KERINCI, Cuitan.id – Satuan Reserse Narkoba (Satresnarkoba) Polres Kerinci berhasil mengungkap kasus peredaran narkotika jenis sabu dengan menangkap dua orang terduga pelaku, Senin malam (9/2/2026).
Dalam operasi tersebut, polisi mengamankan barang bukti sabu dengan total berat bruto lebih dari 28 gram dari dua lokasi berbeda di wilayah Kota Sungai Penuh dan Kabupaten Kerinci.
Kapolres Kerinci AKBP Ramadhanil, melalui Kasat Resnarkoba Iptu Yandra Kusuma, menjelaskan bahwa pengungkapan kasus ini berawal dari laporan masyarakat terkait dugaan aktivitas peredaran narkotika di Kecamatan Tanah Kampung dan Kecamatan Sitinjau Laut.
“Penangkapan pertama di lakukan sekitar pukul 20.00 WIB di Desa Koto Padang, Kota Sungai Penuh.
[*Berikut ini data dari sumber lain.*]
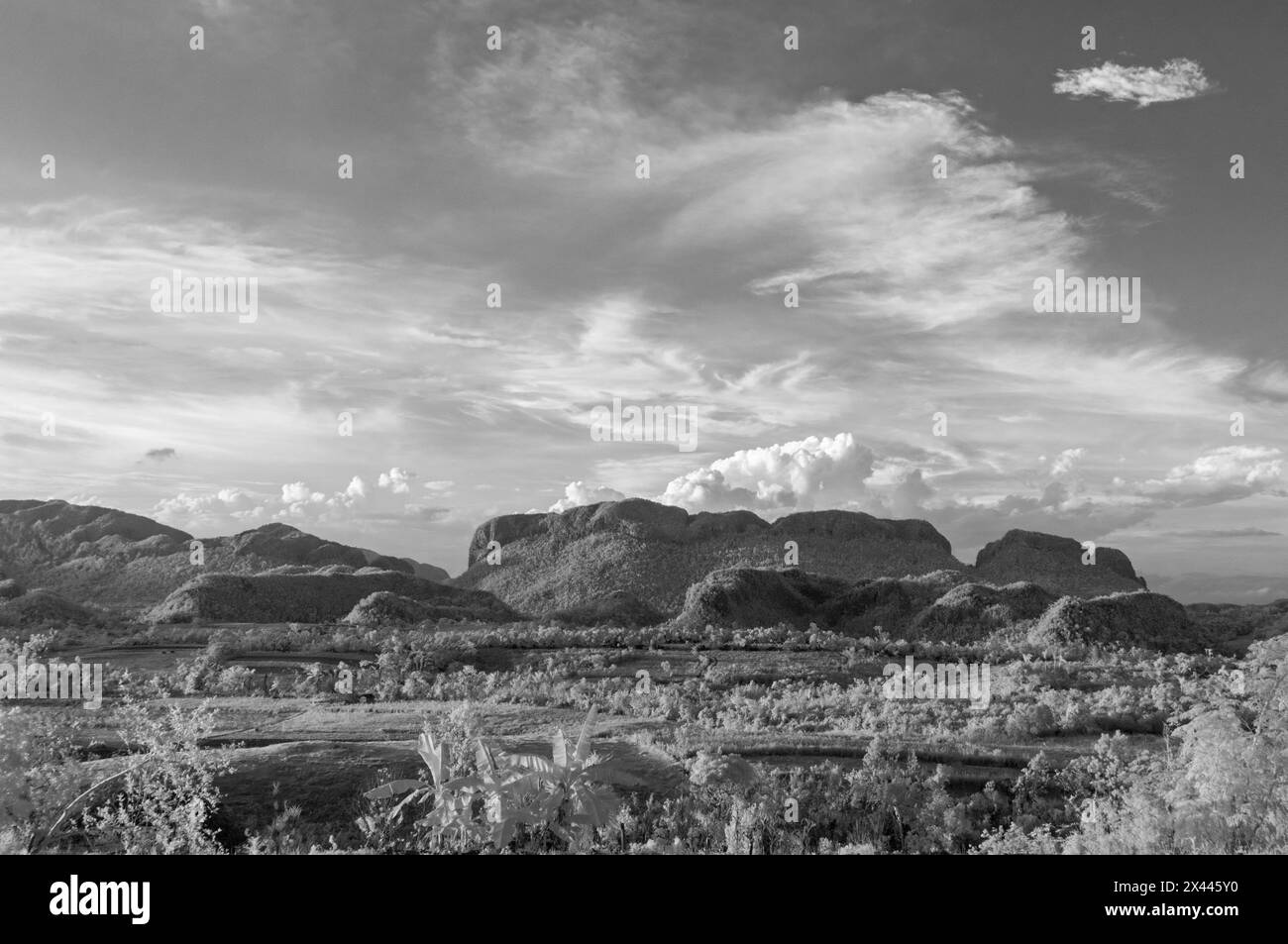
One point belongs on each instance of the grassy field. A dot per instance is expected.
(776, 712)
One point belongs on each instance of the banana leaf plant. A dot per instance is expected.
(561, 792)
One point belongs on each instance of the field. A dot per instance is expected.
(267, 738)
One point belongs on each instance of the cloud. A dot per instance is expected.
(580, 493)
(398, 480)
(1223, 474)
(1223, 533)
(1176, 81)
(795, 475)
(1065, 462)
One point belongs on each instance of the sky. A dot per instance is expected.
(436, 334)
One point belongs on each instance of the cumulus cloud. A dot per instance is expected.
(1223, 474)
(580, 493)
(827, 471)
(398, 480)
(1145, 85)
(1064, 463)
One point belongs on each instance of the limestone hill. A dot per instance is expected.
(327, 595)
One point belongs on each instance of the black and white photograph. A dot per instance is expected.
(643, 428)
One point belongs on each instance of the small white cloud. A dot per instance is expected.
(1176, 81)
(1065, 462)
(398, 480)
(580, 493)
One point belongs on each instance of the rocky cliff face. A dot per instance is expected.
(1055, 563)
(550, 562)
(555, 562)
(326, 595)
(102, 556)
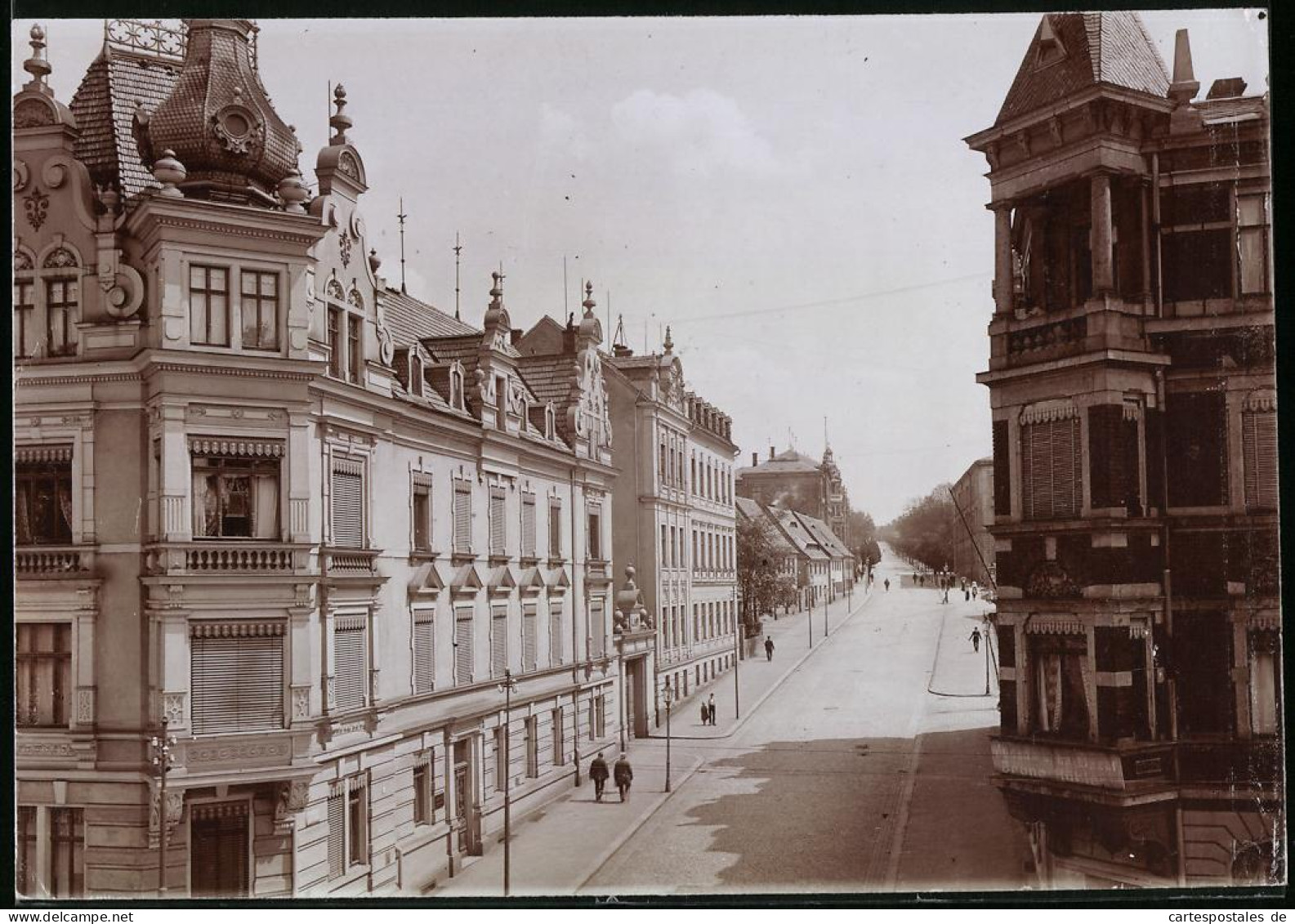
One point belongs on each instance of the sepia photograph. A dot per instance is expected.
(645, 457)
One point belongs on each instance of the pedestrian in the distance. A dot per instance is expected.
(599, 774)
(624, 775)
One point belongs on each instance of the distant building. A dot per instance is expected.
(973, 545)
(1135, 463)
(797, 482)
(673, 523)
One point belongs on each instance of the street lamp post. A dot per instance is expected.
(507, 687)
(161, 751)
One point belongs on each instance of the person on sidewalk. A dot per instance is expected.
(599, 774)
(624, 775)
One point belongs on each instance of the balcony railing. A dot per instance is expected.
(1083, 764)
(52, 560)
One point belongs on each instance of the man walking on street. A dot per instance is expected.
(623, 775)
(599, 774)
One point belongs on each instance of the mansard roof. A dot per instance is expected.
(1073, 52)
(104, 106)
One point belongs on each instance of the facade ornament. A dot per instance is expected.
(170, 172)
(37, 208)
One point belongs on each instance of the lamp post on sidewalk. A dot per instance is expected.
(507, 687)
(670, 697)
(161, 751)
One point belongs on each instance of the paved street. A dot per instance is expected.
(861, 768)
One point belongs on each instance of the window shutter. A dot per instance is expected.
(499, 641)
(496, 522)
(424, 672)
(462, 516)
(555, 633)
(529, 636)
(349, 503)
(1259, 443)
(336, 835)
(237, 677)
(529, 525)
(464, 646)
(350, 640)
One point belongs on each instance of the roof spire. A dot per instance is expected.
(341, 121)
(38, 65)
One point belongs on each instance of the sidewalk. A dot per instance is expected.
(557, 848)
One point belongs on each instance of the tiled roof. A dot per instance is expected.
(1113, 48)
(104, 106)
(409, 319)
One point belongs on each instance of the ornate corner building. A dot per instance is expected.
(305, 519)
(1135, 463)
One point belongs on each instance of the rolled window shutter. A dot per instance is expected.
(237, 678)
(529, 636)
(336, 835)
(462, 516)
(422, 651)
(499, 642)
(349, 505)
(350, 636)
(464, 647)
(529, 525)
(496, 522)
(556, 633)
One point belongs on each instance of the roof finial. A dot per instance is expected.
(341, 121)
(38, 65)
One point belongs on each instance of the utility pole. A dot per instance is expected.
(507, 687)
(163, 761)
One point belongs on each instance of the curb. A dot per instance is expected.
(632, 828)
(772, 689)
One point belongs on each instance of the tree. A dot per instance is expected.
(927, 529)
(757, 571)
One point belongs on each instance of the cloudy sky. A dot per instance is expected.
(792, 194)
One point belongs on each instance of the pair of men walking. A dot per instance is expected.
(622, 773)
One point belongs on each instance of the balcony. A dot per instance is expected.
(53, 562)
(226, 558)
(1123, 766)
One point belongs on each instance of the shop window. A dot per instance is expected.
(236, 676)
(208, 306)
(259, 310)
(234, 498)
(1060, 676)
(43, 682)
(43, 496)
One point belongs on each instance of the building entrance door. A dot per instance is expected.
(464, 810)
(221, 846)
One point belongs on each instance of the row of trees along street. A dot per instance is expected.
(925, 532)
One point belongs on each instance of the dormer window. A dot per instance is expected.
(456, 387)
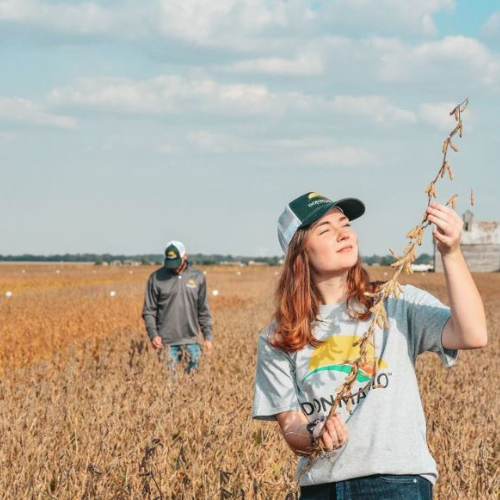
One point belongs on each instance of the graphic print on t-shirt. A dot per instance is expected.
(338, 353)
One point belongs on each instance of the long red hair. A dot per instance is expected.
(298, 298)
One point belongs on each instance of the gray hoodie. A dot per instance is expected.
(176, 306)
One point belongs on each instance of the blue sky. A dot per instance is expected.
(126, 124)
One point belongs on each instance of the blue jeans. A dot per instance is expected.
(191, 354)
(379, 487)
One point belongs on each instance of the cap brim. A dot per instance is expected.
(173, 263)
(352, 208)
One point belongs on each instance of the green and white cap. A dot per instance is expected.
(174, 253)
(309, 208)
Petugas mengamankan seorang pria berinisial EM (41). Saat di lakukan penggeledahan yang di saksikan perangkat desa setempat, polisi menemukan satu paket kecil sabu yang sempat di buang oleh terduga pelaku,” Ujar Iptu Yandra.
Di jelaskan, Kasat Resnarkoba bahwa Pengembangan penyelidikan kemudian mengarah ke rumah EM di Desa Angkasa Pura. Di lokasi tersebut, petugas menemukan sejumlah paket sabu siap edar, timbangan digital, serta puluhan potongan sedotan plastik yang di duga di gunakan sebagai alat pengemasan. Total barang bukti yang di amankan dari EM mencapai 28,6 gram sabu.
Selanjutnya, sekitar satu jam kemudian, polisi kembali mengamankan terduga pelaku kedua berinisial MZ alias WY (46) di kediamannya di Desa Hiang Lestari. Dari tangan MZ, petugas menyita satu paket sabu seberat 0,45 gram, beserta alat hisap dan kaca pirek.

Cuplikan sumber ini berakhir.